In order to proceed with the evaluation of mutagenicity, it is necessary that the treated population has at least 40% of live and proliferating cells if compared to the control cultures. Therefore, in the first phase of the research, aliquots of TK6 cells were treated with the three synthetic cathinones under study in different concentrations for 26 h, corresponding to the time required for TK6 cells to perform two replication cycles. At the end of the treatment, cell viability and proliferation were evaluated. The Guava ViaCount assay showed that mexedrone, α-PVP and α-PHP do not induce any cytotoxic or cytostatic effects up to the highest concentration tested (100 μM).

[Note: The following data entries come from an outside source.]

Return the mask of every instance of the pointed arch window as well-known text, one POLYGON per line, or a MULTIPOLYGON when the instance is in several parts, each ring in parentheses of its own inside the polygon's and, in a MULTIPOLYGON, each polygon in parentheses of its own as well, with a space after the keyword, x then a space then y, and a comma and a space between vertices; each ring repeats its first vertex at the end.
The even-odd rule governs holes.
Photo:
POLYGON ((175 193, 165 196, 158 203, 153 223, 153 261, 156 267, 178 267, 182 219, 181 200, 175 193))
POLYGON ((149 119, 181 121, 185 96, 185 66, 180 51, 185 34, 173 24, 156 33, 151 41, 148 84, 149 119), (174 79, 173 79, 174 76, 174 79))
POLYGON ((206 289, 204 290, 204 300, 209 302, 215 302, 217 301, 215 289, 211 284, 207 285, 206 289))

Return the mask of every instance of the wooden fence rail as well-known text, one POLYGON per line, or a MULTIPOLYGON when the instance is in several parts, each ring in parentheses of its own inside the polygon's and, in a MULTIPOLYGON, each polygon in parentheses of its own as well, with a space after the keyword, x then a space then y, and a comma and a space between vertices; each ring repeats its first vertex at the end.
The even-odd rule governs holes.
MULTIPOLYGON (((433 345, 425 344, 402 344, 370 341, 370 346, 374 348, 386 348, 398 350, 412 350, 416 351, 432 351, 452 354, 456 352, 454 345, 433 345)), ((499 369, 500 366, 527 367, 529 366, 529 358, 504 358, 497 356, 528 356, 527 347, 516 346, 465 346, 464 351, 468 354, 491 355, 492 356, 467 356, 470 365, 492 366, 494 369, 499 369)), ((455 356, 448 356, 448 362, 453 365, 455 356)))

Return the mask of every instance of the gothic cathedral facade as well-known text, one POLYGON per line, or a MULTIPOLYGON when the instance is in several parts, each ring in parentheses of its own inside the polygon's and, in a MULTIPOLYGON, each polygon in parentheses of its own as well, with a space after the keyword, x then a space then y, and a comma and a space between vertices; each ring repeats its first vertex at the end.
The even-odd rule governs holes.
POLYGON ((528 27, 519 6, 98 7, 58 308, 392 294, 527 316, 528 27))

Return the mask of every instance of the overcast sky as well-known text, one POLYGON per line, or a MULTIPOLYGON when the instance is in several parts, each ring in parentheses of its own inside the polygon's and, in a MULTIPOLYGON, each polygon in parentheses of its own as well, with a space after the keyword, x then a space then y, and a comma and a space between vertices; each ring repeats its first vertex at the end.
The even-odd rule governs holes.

At the same time, apoptosis was also evaluated, as a cell death mechanism alternative to necrosis and particularly important for the purpose of mutagenicity. Indeed, the population of cells that has suffered irreparable genetic damage could be selectively eliminated by means of apoptosis. The results obtained with the Guava Nexin assay allowed highlighting a similar behaviour for all the three molecules analyzed. In particular, at all the concentrations tested, mexedrone, α-PVP, and α-PHP did not increase the percentage of apoptotic cells at all. This has important repercussions in terms of mutagenicity because it highlights the cell’s inability to counteract, through this mechanism of programmed death, the transmission of an aberrant genome to daughter cells.

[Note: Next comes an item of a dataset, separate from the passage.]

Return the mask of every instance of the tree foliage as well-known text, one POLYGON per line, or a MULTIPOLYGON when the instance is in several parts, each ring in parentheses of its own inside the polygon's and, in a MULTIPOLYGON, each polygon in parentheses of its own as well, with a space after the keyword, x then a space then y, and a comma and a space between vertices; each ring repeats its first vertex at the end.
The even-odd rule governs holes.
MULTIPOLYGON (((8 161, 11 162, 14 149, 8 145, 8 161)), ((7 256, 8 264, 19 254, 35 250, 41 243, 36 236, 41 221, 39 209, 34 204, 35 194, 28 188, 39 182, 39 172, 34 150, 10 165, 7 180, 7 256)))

Overall, the results obtained in these assays permitted to define the concentrations to be tested in the subsequent mutagenicity studies. Then, the automated flow cytometric protocol allowed demonstrating the ability of mexedrone to increase the frequency of MNi in a statistically significant manner and therefore to prove itself to be mutagenic, in particular in terms of induction of chromosomal aberrations. In contrast, for α-PVP, and α-PHP no increase in the frequency of MNi was observed. The behaviour exhibited by mexedrone agrees with what Al-Serori et al. demonstrated for 3-MMC and 4-MEC [29] and, when compared to α-PVP and α-PHP, underlines how, not only among NPS belonging to different classes but also within the same class, molecules that share a strong structural analogy may have very different toxicological spectra.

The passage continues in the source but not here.